Geboren 1943 in Philadelphia, zählt Kenny Barron zur Geschichte des amerikanischen Jazzpianos zwischen Hardbop, Postbop und Mainstream-Jazz; sein Spiel zeichnet sich durch Klarheit des Anschlags, Flexibilität der Phrasierung und ein ausgeprägtes Begleitgefühl aus. Nach frühen Anfängen in seiner Heimatstadt zog er 1961 nach New York und spielte bald mit James Moody, Lou Donaldson, Roy Haynes und Lee Morgan, bevor er von 1962 bis 1966 im Orchester von Dizzy Gillespie war. Anschließend arbeitete er u. a. mit Freddie Hubbard, Yusef Lateef und Stan Getz und baute parallel eine umfangreiche Diskografie als Bandleader auf, begonnen mit You Had Better Listen (1967).
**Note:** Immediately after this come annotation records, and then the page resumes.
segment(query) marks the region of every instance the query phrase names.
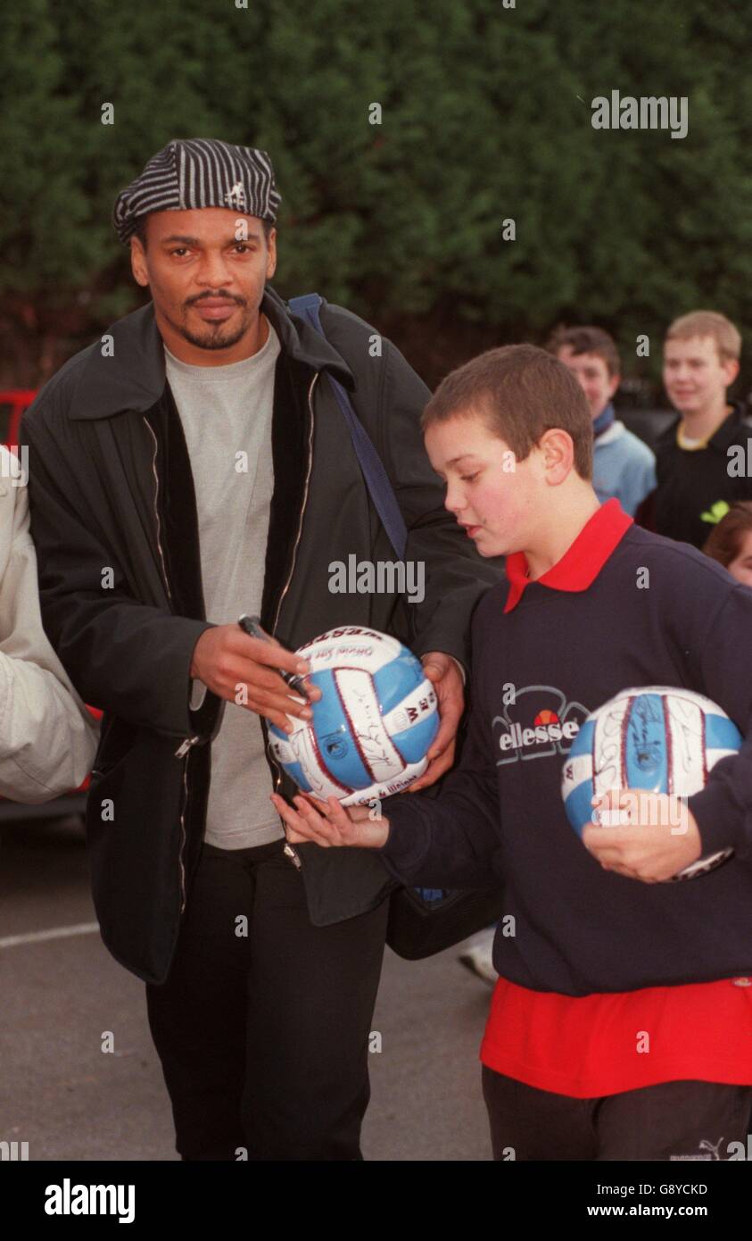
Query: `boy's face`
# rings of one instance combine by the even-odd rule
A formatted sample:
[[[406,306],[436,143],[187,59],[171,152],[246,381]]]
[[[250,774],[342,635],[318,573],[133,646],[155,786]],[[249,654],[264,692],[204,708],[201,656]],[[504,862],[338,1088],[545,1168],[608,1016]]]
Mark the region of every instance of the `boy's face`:
[[[576,354],[571,345],[562,345],[556,350],[556,356],[580,383],[594,421],[618,388],[620,376],[609,375],[608,366],[598,354]]]
[[[680,413],[701,413],[726,401],[726,388],[738,375],[735,359],[721,361],[712,336],[666,340],[663,382]]]
[[[481,556],[505,556],[527,546],[540,514],[544,470],[539,448],[524,462],[515,460],[483,414],[472,412],[429,426],[426,452],[447,483],[445,508]]]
Sein Werdegang wechselt zwischen Trio, Solo, Duo und größeren Ensembles, mit starkem Fokus auf Standards, eigenen Kompositionen und einigen afro-lateinischen bzw. brasilianischen Einflüssen, etwa auf Sambao (1992), Canta Brasil (2002) oder Kenny Barron & the Brazilian Knights (2012). Kenny Barron gründete außerdem mit anderen die Band Sphere, die sich dem Repertoire von Thelonious Monk widmete, und nahm prägnante Alben wie Wanton Spirit (1994), The Art of Conversation mit Dave Holland (2014), Concentric Circles (2018), The Source (2023) und Beyond This Place (2024) auf. Neben seiner Bühnentätigkeit lehrte er lange an der Rutgers University und später an der Juilliard School.